You may have little interest in the decline of the feudal aristocracy in Europe—although the popularity of Meghan Markle suggests that even ‘progressives’ retain an atavistic snobbery and love of titles—but what unfolds, against a baroque background of palaces and balls, is an utterly unromantic story of one kind of ruthless predator taking the place of another, and clothing their exploitation and rapaciousness in a rhetoric of freedom, democracy, and justice. Sound familiar yet? The first free plebiscite is held in Sicily to determine whether the island should adhere to new Kingdom of Italy (under Vittorio Emanuele, King of Sardinia): and the results are unanimous in favour. A bit suspicious, no? But of course Garibaldi, who styles himself ‘dictator’ of Sicily, in spite (or because of?) his leftist credentials, and all the ‘democratic’ new men, really want only one thing: power. The Leopard understands that everything will change, and everything will stay the same. The aristocrats will be replaced by the industrialists and capitalists, and the poor will remain oppressed. And in the end, will it be worth it, even for the victors?
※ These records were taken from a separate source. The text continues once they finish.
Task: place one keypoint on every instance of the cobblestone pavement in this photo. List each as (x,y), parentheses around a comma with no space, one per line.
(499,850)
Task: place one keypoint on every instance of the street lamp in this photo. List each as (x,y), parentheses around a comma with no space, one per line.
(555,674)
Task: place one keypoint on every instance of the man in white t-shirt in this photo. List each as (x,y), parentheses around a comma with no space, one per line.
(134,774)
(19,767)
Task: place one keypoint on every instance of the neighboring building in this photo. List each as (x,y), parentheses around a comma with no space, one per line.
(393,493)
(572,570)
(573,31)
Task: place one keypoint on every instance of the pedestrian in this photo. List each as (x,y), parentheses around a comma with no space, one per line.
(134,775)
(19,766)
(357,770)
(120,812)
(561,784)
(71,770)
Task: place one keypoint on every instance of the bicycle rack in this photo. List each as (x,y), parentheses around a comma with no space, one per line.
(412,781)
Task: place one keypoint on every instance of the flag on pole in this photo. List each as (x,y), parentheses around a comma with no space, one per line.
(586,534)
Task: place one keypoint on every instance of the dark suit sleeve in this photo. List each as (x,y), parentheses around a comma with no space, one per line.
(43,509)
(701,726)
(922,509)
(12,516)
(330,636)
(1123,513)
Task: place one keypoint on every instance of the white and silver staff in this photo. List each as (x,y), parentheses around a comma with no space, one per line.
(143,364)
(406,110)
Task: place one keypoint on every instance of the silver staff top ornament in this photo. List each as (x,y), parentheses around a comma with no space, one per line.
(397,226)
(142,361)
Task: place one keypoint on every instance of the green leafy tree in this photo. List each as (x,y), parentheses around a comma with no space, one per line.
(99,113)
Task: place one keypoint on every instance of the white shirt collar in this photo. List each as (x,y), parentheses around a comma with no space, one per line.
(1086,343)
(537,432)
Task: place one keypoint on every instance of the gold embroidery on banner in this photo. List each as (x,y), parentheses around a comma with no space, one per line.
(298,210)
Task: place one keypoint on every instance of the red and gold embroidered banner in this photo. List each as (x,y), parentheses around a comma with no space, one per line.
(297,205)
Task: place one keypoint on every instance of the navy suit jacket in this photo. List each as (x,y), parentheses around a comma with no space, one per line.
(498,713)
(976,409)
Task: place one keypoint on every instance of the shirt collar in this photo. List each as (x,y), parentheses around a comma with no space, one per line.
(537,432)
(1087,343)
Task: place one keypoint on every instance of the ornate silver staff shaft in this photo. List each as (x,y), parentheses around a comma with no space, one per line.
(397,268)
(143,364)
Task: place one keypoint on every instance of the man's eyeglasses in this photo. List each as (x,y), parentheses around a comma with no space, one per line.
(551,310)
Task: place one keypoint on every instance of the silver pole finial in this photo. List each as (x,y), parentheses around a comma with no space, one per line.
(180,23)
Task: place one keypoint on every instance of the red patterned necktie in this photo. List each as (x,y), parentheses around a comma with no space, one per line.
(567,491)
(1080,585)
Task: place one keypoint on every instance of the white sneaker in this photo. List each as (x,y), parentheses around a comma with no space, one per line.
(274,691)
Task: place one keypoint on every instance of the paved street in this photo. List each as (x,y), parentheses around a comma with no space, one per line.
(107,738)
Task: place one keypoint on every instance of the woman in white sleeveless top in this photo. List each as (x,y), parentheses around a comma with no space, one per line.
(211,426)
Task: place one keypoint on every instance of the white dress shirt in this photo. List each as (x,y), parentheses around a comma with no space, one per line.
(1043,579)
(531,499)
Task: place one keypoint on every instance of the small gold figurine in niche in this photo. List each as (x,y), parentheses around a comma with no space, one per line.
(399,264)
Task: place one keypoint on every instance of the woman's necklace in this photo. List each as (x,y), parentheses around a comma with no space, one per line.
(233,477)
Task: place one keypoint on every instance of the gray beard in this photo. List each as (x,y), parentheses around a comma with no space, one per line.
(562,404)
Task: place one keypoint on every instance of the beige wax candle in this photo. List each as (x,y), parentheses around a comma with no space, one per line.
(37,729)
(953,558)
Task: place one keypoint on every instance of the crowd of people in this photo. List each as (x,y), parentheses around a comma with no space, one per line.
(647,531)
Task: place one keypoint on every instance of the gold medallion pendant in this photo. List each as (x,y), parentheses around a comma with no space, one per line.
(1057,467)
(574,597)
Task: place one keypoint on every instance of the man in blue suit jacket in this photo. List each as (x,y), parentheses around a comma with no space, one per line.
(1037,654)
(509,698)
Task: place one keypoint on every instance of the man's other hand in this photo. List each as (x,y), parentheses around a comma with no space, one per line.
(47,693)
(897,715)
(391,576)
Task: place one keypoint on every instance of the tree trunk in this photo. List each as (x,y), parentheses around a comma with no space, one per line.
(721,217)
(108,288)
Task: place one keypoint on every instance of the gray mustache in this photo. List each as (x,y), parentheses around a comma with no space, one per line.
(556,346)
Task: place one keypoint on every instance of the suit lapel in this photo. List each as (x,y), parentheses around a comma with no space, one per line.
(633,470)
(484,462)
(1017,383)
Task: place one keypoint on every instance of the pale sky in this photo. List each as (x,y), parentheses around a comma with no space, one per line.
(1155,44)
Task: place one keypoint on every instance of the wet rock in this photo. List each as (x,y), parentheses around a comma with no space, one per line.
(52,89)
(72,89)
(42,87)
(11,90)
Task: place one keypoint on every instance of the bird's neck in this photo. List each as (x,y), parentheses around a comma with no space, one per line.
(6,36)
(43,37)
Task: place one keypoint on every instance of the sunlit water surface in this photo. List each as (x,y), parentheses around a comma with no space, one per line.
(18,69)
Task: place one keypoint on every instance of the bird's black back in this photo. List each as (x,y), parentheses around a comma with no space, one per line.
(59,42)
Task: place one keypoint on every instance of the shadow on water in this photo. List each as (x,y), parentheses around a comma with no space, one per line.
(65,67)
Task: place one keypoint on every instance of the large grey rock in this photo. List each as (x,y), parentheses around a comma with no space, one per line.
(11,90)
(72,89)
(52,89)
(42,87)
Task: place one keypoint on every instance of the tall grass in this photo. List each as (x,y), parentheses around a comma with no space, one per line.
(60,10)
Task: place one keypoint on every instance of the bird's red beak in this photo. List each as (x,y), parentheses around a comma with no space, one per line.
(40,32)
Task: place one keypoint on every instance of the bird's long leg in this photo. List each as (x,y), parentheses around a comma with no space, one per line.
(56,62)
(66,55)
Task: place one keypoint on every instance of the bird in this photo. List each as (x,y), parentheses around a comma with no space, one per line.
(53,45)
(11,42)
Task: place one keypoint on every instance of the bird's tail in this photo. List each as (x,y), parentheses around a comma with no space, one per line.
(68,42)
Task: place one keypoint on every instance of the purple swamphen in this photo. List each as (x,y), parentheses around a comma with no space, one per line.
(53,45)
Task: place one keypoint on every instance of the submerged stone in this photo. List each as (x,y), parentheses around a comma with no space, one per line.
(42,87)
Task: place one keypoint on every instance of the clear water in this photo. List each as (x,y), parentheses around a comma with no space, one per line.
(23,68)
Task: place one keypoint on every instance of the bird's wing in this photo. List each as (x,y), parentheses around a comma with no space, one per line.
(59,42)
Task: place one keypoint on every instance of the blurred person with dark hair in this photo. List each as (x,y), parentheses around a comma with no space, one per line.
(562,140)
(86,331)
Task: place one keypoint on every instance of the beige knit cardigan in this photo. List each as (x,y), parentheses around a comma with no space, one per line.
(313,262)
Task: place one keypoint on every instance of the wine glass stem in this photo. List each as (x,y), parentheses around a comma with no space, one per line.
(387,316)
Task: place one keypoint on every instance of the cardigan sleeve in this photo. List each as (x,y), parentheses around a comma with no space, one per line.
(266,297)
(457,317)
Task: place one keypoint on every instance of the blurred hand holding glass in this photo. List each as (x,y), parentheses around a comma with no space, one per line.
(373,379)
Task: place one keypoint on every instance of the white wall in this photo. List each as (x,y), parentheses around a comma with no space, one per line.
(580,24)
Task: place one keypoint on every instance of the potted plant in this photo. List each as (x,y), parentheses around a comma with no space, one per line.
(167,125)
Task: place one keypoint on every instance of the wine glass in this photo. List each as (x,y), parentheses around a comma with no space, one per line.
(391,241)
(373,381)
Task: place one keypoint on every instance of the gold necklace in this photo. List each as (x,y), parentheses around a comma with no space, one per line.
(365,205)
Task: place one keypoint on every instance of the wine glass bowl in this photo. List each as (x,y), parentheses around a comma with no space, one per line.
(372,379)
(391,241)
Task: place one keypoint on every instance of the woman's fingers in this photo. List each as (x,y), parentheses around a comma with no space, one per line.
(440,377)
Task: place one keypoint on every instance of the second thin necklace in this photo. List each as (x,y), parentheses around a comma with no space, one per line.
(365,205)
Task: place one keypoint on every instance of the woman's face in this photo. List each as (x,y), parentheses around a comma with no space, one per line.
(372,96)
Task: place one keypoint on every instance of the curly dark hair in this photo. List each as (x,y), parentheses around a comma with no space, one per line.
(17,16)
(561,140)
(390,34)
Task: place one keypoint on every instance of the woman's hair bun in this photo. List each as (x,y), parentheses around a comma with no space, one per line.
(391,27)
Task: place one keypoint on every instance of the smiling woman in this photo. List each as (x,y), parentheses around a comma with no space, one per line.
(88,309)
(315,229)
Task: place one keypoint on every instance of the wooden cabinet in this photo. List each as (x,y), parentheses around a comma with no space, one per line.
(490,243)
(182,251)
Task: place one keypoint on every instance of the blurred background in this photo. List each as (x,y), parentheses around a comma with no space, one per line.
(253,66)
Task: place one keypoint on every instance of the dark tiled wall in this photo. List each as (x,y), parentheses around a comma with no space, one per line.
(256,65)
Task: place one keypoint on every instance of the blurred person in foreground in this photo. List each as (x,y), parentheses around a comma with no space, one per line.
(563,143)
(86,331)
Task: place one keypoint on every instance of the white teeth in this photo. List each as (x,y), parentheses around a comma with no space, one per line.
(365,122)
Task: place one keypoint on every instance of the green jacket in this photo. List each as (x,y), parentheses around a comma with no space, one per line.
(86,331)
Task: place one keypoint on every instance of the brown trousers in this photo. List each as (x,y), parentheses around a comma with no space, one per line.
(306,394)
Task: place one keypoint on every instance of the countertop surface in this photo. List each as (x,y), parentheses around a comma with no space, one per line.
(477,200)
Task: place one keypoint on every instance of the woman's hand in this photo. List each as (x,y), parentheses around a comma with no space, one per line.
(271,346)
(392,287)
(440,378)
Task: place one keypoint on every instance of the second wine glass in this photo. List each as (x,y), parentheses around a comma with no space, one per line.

The final two chapters, which show the Leopard on his deathbed, pondering his life in a manner reminiscent of Ivan Ilyich in Tolstoy’s novella, and his unmarried, elderly daughters, clinging to the remains of their prestige and the comfort of their Catholic faith, are a masterful summing up of the melancholy lives of not just a family, but a class, a culture, which is vanishing.
And even though the novel is not about the immigrant experience, or intersectionality, or racism or sexual oppression, my guess is that most readers will find it more relevant and more universal, and better written, than almost all the novels winning the prizes these days.